Electronic prescribing of controlled substances (EPCS) is gaining momentum as an effective weapon in the fight against opioid abuse and overdoses. A handful of states currently require EPCS, with Pennsylvania implementing a mandate that takes effect on October 24, 2019.
Pennsylvania is one of the states with the highest opioid use and overdose rates. In 2017, Pennsylvania ranked third highest with 44.3 deaths per 100,000.*
What’s required by the law
The legislation mandates that all Schedule II, III, IV, and V controlled substances be prescribed electronically—no paper prescription pads or faxes. Exceptions include medications dispensed or administered directly to a patient by a practitioner or authorized agent, other than a pharmacist, to an ultimate user.
Providers who do not follow the new law can face penalties as follows:
- $100 per violation for violations 1-10
- $250 per violation for the 11th and any subsequent violations
- The maximum cumulative fine per calendar year cannot exceed $5,000.
New law is well supported
Passed unanimously by both legislative chambers, on October 24, 2018, Governor Tom Wolf signed Act 96 into law. The mandate is also highly favored by Pennsylvania voters. In January 2018, a study found that 76% of Pennsylvania voters support requiring all prescriptions must be handled electronically, rather than via paper or fax, as a way to help address the opioid abuse epidemic.

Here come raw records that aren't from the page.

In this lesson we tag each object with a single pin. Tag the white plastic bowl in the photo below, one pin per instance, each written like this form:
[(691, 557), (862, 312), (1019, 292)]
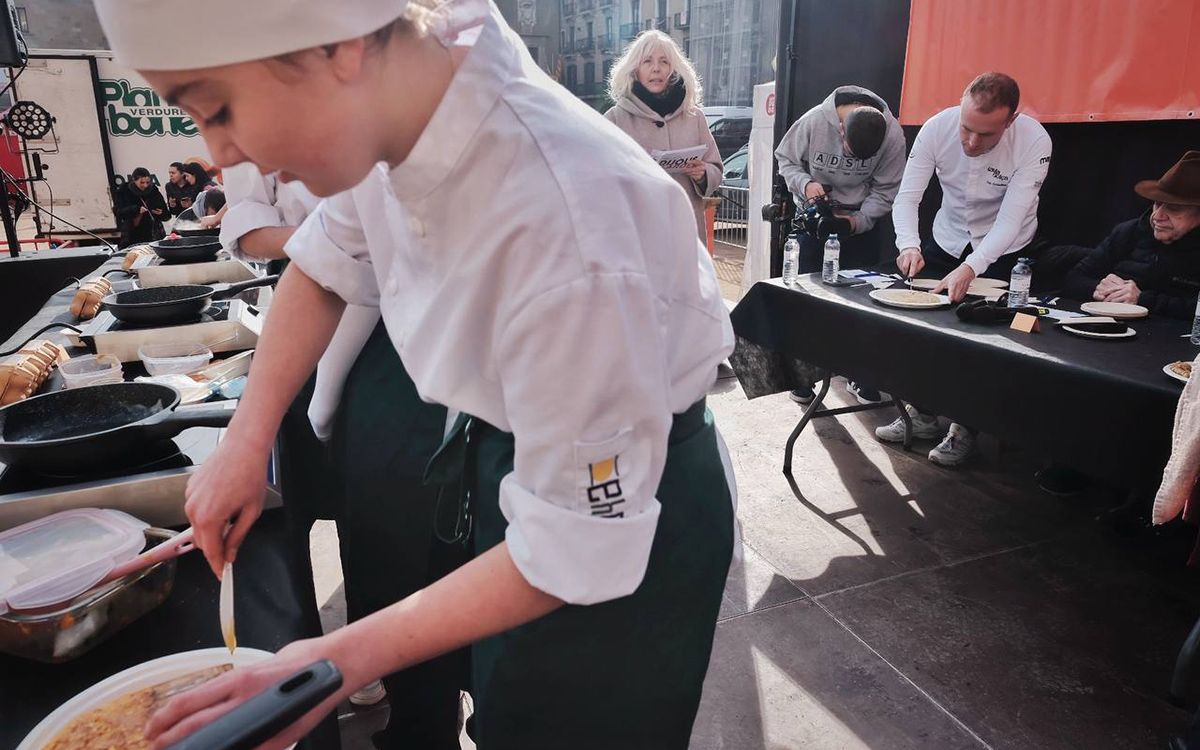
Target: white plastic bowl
[(91, 370), (174, 358), (135, 678)]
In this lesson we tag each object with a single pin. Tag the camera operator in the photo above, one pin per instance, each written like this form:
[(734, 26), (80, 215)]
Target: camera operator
[(847, 155), (843, 161)]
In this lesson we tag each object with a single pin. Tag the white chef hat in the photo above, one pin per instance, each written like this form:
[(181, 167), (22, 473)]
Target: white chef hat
[(171, 35)]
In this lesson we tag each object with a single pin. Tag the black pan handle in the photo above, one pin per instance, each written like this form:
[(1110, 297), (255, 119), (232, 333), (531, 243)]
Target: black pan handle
[(268, 713), (223, 292), (209, 414)]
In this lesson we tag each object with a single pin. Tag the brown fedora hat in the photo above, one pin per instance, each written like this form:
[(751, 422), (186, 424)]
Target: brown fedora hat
[(1181, 184)]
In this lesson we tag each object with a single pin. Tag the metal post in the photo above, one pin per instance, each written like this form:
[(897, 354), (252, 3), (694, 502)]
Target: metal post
[(10, 223)]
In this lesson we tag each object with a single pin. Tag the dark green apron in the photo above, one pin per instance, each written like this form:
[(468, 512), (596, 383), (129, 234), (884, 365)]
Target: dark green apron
[(383, 436), (619, 675)]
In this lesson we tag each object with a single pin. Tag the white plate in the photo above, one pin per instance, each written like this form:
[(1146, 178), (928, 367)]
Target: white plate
[(1171, 373), (1078, 331), (1115, 310), (886, 297), (988, 288), (135, 678)]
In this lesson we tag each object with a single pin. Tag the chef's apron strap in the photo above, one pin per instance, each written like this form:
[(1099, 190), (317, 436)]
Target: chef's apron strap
[(448, 471)]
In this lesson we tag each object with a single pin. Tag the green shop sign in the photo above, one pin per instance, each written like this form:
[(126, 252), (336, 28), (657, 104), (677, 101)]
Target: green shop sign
[(139, 112)]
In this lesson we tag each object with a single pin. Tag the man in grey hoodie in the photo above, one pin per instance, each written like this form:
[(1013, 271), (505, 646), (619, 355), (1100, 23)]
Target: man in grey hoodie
[(851, 149)]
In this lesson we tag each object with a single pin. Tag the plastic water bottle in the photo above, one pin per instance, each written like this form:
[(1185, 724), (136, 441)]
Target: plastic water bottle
[(1019, 283), (832, 258), (1195, 324), (791, 259)]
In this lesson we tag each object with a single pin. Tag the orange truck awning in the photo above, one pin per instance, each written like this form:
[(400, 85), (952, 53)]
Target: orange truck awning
[(1075, 60)]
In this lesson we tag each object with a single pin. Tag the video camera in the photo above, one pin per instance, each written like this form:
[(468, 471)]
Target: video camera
[(816, 219)]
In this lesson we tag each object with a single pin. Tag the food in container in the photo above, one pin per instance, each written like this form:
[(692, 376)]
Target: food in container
[(120, 723), (150, 673), (51, 609)]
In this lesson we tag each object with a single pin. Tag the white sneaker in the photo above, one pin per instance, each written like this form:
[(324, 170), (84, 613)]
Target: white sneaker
[(369, 695), (954, 448), (922, 427)]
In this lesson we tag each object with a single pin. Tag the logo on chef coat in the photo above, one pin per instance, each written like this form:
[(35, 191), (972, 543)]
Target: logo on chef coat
[(604, 492)]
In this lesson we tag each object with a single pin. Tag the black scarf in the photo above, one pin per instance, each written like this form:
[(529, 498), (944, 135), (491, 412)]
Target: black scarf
[(665, 103)]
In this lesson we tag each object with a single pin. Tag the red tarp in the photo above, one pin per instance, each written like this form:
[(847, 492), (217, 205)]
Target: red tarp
[(1075, 60)]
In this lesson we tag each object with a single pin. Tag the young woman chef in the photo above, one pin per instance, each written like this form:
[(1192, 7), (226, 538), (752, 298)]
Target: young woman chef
[(561, 298), (353, 447)]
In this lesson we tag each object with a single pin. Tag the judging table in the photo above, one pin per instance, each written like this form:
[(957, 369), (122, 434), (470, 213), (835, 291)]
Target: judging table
[(270, 594), (1103, 407)]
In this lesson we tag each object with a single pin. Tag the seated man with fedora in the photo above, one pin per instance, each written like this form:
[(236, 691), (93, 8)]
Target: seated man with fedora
[(1152, 261)]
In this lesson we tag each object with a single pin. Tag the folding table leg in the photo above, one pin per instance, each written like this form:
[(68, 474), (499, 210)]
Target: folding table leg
[(1183, 678), (809, 413), (907, 423)]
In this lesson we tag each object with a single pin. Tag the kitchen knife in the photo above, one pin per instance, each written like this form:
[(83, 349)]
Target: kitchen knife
[(227, 625)]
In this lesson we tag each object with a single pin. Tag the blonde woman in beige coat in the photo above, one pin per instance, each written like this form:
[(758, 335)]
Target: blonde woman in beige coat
[(658, 99)]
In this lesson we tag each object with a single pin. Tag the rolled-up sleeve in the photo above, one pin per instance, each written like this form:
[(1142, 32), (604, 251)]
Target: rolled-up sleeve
[(588, 403), (331, 249)]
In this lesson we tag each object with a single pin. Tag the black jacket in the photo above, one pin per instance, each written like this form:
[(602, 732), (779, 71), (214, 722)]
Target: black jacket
[(129, 208), (1168, 275)]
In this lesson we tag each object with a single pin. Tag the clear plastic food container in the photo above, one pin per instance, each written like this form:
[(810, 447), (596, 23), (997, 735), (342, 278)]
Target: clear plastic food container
[(64, 631), (174, 358), (91, 370)]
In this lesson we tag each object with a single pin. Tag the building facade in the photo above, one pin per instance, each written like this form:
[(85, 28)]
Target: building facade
[(733, 46), (59, 24), (594, 34), (538, 22)]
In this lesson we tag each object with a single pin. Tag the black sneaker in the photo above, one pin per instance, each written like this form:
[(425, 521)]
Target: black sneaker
[(803, 396)]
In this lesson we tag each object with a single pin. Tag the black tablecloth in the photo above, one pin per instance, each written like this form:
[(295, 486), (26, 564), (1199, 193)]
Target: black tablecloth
[(268, 617), (1104, 407)]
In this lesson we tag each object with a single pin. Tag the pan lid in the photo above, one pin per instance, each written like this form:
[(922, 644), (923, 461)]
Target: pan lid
[(64, 555)]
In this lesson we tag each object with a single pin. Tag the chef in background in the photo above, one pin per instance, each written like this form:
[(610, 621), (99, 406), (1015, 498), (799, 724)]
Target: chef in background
[(537, 271), (353, 447)]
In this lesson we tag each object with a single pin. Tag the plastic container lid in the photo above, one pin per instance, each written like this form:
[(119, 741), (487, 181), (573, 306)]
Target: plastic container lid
[(61, 556), (161, 359), (91, 370)]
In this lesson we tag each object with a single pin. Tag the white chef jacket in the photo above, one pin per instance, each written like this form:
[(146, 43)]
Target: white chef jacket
[(989, 202), (537, 269), (258, 201)]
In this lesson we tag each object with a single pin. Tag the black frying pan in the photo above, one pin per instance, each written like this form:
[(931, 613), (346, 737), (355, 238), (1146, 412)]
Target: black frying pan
[(168, 305), (187, 250), (99, 426)]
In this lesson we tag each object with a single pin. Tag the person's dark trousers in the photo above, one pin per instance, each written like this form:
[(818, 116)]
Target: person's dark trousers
[(310, 491), (382, 439), (858, 251)]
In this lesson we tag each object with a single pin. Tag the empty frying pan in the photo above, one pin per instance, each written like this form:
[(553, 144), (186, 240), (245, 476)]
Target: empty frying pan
[(96, 426), (169, 305), (187, 250)]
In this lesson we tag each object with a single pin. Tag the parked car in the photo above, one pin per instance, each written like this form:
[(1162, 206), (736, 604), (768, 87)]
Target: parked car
[(737, 168), (735, 190), (731, 133)]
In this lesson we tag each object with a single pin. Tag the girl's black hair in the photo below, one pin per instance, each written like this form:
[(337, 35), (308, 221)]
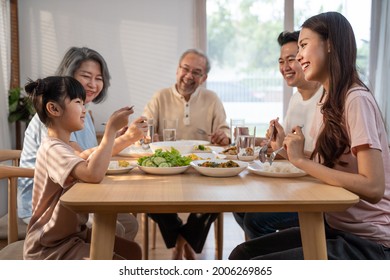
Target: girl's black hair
[(53, 89)]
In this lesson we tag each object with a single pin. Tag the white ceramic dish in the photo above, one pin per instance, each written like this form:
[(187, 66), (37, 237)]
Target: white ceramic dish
[(163, 170), (242, 158), (135, 152), (114, 168), (183, 146), (206, 156), (219, 172), (277, 169)]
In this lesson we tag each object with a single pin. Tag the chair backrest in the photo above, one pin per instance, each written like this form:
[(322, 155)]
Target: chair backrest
[(12, 172)]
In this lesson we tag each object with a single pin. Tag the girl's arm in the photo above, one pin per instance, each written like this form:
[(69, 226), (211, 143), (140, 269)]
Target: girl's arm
[(136, 131), (368, 183), (93, 170)]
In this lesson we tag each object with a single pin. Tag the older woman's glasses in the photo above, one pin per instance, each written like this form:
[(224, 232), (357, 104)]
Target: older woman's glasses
[(195, 73)]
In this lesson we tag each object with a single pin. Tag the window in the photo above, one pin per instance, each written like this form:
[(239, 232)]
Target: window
[(243, 49)]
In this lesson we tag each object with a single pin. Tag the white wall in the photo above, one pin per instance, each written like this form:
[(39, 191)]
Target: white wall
[(141, 41)]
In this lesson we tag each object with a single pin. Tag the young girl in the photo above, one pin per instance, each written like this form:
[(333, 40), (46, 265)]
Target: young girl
[(89, 68), (54, 231), (351, 150)]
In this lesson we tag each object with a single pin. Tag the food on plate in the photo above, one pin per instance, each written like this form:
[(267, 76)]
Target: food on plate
[(196, 157), (227, 164), (123, 163), (202, 148), (162, 158), (276, 168), (230, 151), (248, 152)]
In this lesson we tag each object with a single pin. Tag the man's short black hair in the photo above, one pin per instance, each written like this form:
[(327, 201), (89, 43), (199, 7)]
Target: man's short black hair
[(287, 37)]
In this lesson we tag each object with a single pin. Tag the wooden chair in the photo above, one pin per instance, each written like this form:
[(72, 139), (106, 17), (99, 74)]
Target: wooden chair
[(218, 232), (14, 249)]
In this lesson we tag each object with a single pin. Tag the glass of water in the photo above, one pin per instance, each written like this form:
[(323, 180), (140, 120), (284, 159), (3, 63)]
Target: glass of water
[(234, 124), (169, 132)]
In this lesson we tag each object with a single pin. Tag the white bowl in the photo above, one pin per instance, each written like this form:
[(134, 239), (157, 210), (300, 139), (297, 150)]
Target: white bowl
[(219, 172), (164, 170), (183, 146)]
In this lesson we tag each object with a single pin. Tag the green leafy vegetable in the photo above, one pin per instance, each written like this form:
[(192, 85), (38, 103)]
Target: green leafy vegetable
[(165, 159)]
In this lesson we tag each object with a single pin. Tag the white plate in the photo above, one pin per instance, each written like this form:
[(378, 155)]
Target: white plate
[(277, 169), (243, 158), (207, 156), (183, 146), (135, 152), (114, 168), (219, 172), (163, 170)]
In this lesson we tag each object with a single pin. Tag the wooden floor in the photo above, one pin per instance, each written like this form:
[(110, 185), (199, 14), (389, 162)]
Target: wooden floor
[(233, 235)]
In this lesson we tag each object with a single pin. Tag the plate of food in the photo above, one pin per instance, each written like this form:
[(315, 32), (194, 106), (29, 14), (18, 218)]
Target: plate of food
[(164, 162), (208, 156), (119, 167), (135, 151), (219, 167), (277, 169), (231, 153)]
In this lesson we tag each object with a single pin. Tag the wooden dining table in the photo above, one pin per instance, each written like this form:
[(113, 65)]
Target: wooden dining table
[(138, 192)]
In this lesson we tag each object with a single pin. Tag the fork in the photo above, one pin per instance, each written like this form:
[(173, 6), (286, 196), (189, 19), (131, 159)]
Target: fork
[(203, 132), (264, 148), (273, 155)]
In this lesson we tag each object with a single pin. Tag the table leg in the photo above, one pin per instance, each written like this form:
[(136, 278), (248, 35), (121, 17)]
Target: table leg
[(103, 236), (313, 235)]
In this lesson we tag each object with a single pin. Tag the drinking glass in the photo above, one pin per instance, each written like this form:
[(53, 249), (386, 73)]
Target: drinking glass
[(169, 132), (150, 133), (234, 123), (246, 142)]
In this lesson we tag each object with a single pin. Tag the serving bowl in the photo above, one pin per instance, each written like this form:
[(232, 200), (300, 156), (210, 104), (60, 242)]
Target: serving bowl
[(218, 171), (183, 146)]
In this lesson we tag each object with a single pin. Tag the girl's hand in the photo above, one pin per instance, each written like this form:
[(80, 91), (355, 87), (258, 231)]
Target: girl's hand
[(219, 137), (119, 119), (278, 134), (294, 144), (137, 129)]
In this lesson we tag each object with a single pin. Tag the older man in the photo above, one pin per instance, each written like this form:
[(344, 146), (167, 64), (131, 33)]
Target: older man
[(195, 108)]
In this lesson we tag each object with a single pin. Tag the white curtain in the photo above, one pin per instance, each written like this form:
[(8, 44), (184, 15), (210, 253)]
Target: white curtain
[(200, 25), (5, 62), (380, 56)]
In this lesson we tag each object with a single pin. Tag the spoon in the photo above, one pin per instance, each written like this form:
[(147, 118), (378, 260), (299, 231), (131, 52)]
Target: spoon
[(144, 145), (203, 132), (264, 148)]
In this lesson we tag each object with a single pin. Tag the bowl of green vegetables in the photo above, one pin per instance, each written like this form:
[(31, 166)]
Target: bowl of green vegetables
[(164, 162)]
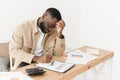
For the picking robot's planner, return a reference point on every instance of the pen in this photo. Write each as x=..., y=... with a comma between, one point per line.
x=52, y=63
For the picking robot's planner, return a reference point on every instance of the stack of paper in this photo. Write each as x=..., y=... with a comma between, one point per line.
x=14, y=76
x=79, y=57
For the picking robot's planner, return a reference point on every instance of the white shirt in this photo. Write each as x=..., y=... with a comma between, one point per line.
x=38, y=51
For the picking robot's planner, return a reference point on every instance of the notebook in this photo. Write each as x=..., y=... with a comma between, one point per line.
x=14, y=76
x=56, y=66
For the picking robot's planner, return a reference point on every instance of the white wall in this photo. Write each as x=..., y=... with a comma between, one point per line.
x=88, y=22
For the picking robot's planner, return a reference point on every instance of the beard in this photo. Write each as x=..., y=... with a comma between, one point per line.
x=42, y=27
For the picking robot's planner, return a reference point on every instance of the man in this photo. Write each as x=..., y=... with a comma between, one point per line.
x=38, y=40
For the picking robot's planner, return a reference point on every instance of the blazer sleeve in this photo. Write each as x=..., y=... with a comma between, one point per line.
x=15, y=48
x=59, y=46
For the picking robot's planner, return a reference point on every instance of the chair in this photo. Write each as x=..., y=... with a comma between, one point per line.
x=4, y=53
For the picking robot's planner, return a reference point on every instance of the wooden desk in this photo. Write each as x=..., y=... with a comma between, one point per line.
x=78, y=69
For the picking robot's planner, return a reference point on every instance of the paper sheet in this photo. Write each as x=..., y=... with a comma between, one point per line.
x=79, y=57
x=14, y=76
x=56, y=66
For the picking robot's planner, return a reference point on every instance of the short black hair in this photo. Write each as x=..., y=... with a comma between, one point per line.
x=55, y=13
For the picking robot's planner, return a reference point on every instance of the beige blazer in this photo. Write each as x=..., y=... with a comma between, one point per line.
x=25, y=38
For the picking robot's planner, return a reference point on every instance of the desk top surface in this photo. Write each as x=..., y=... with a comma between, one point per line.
x=78, y=69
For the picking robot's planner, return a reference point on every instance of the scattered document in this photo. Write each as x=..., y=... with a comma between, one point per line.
x=14, y=76
x=79, y=57
x=56, y=66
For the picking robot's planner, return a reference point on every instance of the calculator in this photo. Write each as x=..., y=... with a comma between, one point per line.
x=34, y=71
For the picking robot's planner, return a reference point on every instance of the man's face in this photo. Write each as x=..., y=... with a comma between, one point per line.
x=48, y=24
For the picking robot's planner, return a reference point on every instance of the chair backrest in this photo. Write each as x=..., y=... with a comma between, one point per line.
x=4, y=50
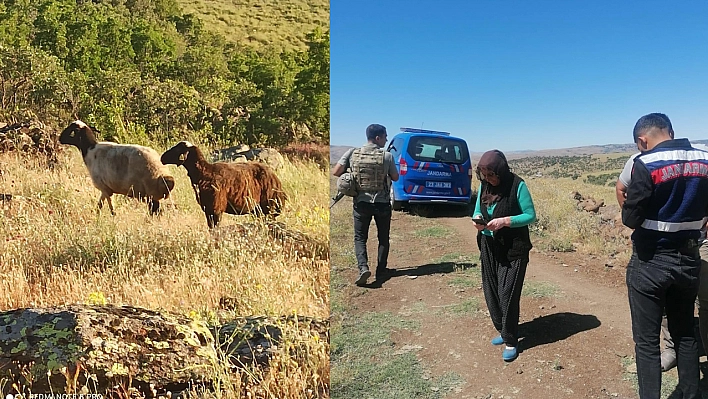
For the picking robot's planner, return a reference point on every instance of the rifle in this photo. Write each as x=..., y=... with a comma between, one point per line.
x=336, y=199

The National Association of Chain Drug Stores (NACDS) CEO Steven Anderson applauded the statute, “Federal and state laws are aligning to more completely leverage e-prescribing as a way to help reduce fraud and abuse and thus to help keep opioids out of the wrong hands. Pennsylvania’s legislators at the federal and state level are contributing strongly to the advancement of e-prescribing as an important part of the solution,” said Anderson.
*Scholl L, Seth P, Kariisa M, Wilson N, Baldwin G. Drug and Opioid-Involved Overdose Deaths – United States, 2013-2017. Morb Mortal Wkly Rep. ePub: 21 December 018.